Objective 2: Identify all previously collected Geisinger Rural Aging Study data and leverage the collected and stored serum blood samples from cohort participants to measure genetic and epigenome-wide DNA methylation signatures relevant to aging.
a. Identify all previously collected Geisinger Rural Aging Study data and leverage the collected and stored serum blood samples from cohort participants to measure epigenome-wide DNA methylation that will be used to calculate biomarkers of epigenetic aging.
b. Identify all Geisinger Rural Aging Study participants for whom genomic data is available and leverage the MyCode biorepository from cohort participants to evaluate whole-exome sequencing data for clonal hematopoiesis of indeterminate potential (CHIP) and its association with diet quality and health outcomes.
Approach:
The approach for Objective 1 will continue to capitalize on the ongoing Geisinger Rural Aging (GRAS) cohort study. Geisinger Medical Center will investigate community factors including structural determinants of health (e.g., rural vs. urban; proximity to grocery stores, community socio-economic deprivation); social determinants of health (e.g., income, education, neighborhood safety, food security, housing); and health system exposure in relation to diet quality and health. These new data will be added to the GRAS database and will be available for dissemination. The Geisinger Medical Clinic will also investigate disease prevalence and incidence for previously uncharacterized diseases in this cohort. It is through this cataloguing that we aim to understand and subsequently compare the co-morbidities and diseases experienced by GRAS participants to data on aging adults across the U.S.
The use of geomapping and geocoding of individuals based on last known and historical addresses to classify their community features in a cohort of individuals of advanced age will serve to further broaden applicability and will specifically target key components of the NP107 Action Plan for Human Nutrition (2024-2029) by providing longitudinal data on normal development and aging in the context of diet, nutrient intake, and health outcomes. We will use address at time of study entry and any available historic addresses for individuals collated across the GRAS database or the Electronic Health Record (EHR). Potentially, being able to use both historic addresses and longitudinal addresses is an advantage in contextualizing how people move within and across communities.

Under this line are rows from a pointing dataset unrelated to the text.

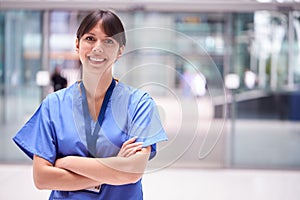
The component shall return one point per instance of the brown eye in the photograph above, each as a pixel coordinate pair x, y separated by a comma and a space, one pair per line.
90, 38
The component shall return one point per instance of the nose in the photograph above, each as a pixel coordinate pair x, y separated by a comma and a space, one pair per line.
98, 48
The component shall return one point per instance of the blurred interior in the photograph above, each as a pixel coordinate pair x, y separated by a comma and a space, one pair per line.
225, 77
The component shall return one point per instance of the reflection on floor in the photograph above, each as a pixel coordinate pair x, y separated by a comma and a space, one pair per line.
178, 184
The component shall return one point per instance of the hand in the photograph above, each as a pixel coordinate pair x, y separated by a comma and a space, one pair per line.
130, 147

Furthermore, such data allows for sensitivity analyses of non-movers or static community residents in comparison to individuals who are transient from community to community.

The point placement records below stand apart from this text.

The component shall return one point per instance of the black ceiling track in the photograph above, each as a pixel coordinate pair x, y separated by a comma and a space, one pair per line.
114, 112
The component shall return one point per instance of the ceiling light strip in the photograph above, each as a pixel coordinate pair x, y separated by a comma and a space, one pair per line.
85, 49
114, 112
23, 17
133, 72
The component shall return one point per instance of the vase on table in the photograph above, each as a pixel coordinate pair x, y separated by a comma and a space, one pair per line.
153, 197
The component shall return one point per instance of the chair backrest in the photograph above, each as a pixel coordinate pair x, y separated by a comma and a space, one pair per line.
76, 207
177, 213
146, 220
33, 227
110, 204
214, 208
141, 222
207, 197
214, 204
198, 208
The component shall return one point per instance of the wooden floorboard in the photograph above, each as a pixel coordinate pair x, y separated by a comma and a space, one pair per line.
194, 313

In a preliminary effort for Objective 2, Geisinger Medical Clinic will leverage the previously collected and stored serum blood samples from a small subset of cohort participants to quantify epigenome-wide DNA methylation at >850,000 CpG sites with the use of the Infinium Methylation EPIC Beadchip (Illumina Platform) and subsequently calculate biomarkers of epigenetic aging. These new data will be added to the GRAS database and will be available for dissemination. The primary outcome is to generate epigenome-wide DNA methylation data for this cohort and to investigate relationships between DNAm-derived markers of epigenetic age with diet and outcomes. As approaches vary across the literature relative to epigenetic age and markers of the epigenetic clock, our aim is to test several of the validated epigenetic clocks from the literature. This approach includes evaluating whole-exome sequencing data on a subset of GRAS participants for the prevalence of Clonal hematopoiesis of indeterminate potential (CHIP) a novel risk factor relative to diet and cardiovascular disease. As an emerging factor of importance in predicting the risk of negative health outcomes, CHIP prevalence among a proportion of GRAS participants will provide a unique understanding of this association among a rural population of advanced age.